I have a Azure Kubernetes Cluster with all pods and services in running state. The issue I have is when I do a curl from pod1 to the service url of pod2, it fails intermittently with a Unable to resolve host error.
To illustrate, I have 3 pods - pod1, pod2, pod3 When I get into pod1 using
kubectl exec -it pod1
and I run curl using service url of pod2 :
the command succeeds about every 6/10 times, the remaining 4/10 it fails with error "curl: (6) Could not resolve host:api-batchprocessing
".
When I tried calling another service running on pod3 using curl, I get the same issue.
I have tried below approaches without any success: - delete coredns pods in kube-system - delete and recreate azure kubernetes cluster. above seem to resolve it temporarily, but in few tries I get the same intermittent 'could not resolve host:' issue.
Any help/pointers on this issue will be much appreciated.
Problem may lay in DNS configuration. Looks like coredns uses the DNS server list in a differnt way that kube-dns did. If you have to resolve both public and private hostnames, always check only private DNS servers are on the list, or find the right configuration to route private DNS queries against your private premises.

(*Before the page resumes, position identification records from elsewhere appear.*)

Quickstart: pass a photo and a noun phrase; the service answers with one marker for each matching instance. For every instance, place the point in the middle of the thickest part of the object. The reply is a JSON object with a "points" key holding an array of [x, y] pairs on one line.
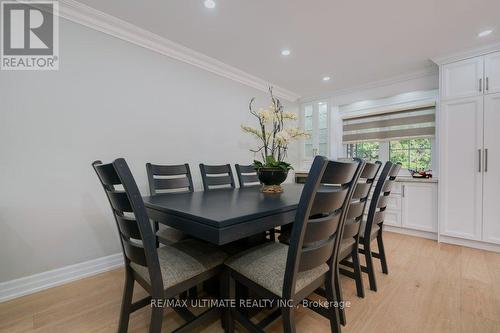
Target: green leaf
{"points": [[257, 164]]}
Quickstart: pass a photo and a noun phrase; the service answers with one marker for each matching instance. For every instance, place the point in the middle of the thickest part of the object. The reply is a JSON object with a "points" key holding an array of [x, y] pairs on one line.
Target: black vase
{"points": [[272, 176]]}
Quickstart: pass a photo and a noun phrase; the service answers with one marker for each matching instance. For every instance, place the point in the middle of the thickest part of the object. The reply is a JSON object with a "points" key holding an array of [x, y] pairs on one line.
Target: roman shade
{"points": [[392, 125]]}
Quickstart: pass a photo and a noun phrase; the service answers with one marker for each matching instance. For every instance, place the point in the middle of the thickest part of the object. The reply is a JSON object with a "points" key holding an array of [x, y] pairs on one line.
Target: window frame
{"points": [[384, 153]]}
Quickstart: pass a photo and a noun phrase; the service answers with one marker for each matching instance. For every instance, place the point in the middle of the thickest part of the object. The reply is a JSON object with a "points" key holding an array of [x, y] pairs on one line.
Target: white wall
{"points": [[109, 99]]}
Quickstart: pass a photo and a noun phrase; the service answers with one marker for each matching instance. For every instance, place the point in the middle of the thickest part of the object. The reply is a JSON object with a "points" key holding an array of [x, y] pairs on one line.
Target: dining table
{"points": [[222, 216]]}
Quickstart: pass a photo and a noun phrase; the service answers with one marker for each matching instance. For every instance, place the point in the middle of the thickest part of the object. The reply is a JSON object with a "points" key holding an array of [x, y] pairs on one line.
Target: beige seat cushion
{"points": [[265, 265], [168, 235], [346, 246], [373, 233], [183, 260]]}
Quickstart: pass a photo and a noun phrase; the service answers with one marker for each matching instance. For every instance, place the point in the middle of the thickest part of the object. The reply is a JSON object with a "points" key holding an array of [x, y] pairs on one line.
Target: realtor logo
{"points": [[30, 35]]}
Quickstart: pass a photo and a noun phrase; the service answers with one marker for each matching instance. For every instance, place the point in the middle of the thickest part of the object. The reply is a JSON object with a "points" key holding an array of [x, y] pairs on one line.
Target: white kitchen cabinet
{"points": [[469, 133], [461, 137], [492, 73], [315, 120], [393, 211], [462, 79], [491, 169], [419, 206]]}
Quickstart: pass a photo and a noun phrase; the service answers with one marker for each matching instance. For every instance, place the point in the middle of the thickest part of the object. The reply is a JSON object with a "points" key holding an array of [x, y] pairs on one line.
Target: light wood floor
{"points": [[430, 288]]}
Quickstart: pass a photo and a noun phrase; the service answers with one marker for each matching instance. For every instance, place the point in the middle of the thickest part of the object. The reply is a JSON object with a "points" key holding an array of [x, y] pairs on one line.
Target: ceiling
{"points": [[354, 42]]}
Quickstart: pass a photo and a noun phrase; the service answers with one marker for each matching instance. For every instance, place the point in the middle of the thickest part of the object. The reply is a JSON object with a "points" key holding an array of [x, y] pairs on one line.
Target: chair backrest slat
{"points": [[317, 228], [356, 210], [132, 221], [247, 175], [216, 176], [313, 256], [128, 227], [135, 252], [320, 217], [380, 197], [169, 178]]}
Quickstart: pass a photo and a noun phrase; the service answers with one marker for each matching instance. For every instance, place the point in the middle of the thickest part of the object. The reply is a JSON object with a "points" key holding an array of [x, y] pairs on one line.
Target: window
{"points": [[315, 121], [413, 154], [366, 150]]}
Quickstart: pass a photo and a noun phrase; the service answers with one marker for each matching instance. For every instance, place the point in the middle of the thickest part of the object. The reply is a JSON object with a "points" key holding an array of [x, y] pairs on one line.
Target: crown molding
{"points": [[111, 25], [429, 71], [470, 53]]}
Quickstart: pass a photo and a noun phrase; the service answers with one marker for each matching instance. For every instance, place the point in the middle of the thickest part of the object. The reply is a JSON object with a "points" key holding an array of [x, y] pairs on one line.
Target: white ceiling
{"points": [[355, 42]]}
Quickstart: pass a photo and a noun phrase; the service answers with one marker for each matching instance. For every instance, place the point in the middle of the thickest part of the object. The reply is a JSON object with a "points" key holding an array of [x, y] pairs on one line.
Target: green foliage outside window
{"points": [[366, 150], [413, 154]]}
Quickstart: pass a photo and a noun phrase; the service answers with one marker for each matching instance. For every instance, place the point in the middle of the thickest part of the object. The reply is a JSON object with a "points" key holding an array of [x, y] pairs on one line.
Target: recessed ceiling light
{"points": [[484, 33], [210, 4]]}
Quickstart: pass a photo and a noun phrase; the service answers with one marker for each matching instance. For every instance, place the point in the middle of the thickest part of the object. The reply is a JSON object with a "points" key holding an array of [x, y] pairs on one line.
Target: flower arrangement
{"points": [[273, 135]]}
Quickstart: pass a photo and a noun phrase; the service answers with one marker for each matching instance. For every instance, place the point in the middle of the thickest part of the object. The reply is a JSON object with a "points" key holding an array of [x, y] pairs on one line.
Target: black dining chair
{"points": [[351, 233], [373, 227], [168, 179], [289, 274], [247, 175], [216, 176], [163, 272]]}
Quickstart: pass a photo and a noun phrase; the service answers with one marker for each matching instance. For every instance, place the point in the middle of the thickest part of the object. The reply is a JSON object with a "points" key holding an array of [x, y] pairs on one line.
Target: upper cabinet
{"points": [[315, 121], [492, 73], [471, 77], [462, 79]]}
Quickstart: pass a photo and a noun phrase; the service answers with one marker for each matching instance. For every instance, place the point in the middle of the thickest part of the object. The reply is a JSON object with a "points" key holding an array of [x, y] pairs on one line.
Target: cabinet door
{"points": [[462, 79], [491, 186], [460, 185], [492, 73], [419, 203], [393, 211]]}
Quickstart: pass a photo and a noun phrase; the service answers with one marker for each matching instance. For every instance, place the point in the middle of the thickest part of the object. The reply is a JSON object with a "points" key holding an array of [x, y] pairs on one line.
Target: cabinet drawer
{"points": [[393, 217]]}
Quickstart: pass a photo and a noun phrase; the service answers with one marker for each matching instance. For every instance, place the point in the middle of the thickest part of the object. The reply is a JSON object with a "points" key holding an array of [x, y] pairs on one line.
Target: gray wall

Possible steps to find and get rid of problem:
The only thing you need is this YAML file:
apiVersion: v1
data:
log.override: |
log
kind: ConfigMap
metadata:
labels:
addonmanager.kubernetes.io/mode: EnsureExists
k8s-app: kube-dns
kubernetes.io/cluster-service: "true"
name: coredns-custom
namespace: kube-system
Use kubectl log or VSCode Kubernetes extension to open/review your coredns logs.
Attach to one of our environment pods and executed some DNS resolution actions, including nslookup and curl. Some of the executions where loop queries to put pressure on the DNS and networking components:
Review coredns the logs.
You will see before, curl is trying to resolve DNS by trying both A and AAAA entries, for all the search domains defined in our pods. In other words, to resolve "api-batchprocessing", curl is making DNS queries agains coredns. However, coredns is responding properly with an "NXDOMAIN" (no exist) or "NOERROR" (record found). So the problem is elsewhere.
Possible explanation to this random DNS resolution error is that, under high load scenarios, coredns is using on all the DNS servers defined at VNET level. Some queries were probably going to the on-prem servers. Others, to Google. Google doesn't know how to resolve your private hostnames.
Here you can find more information: random-dns-error.
I hope it helps.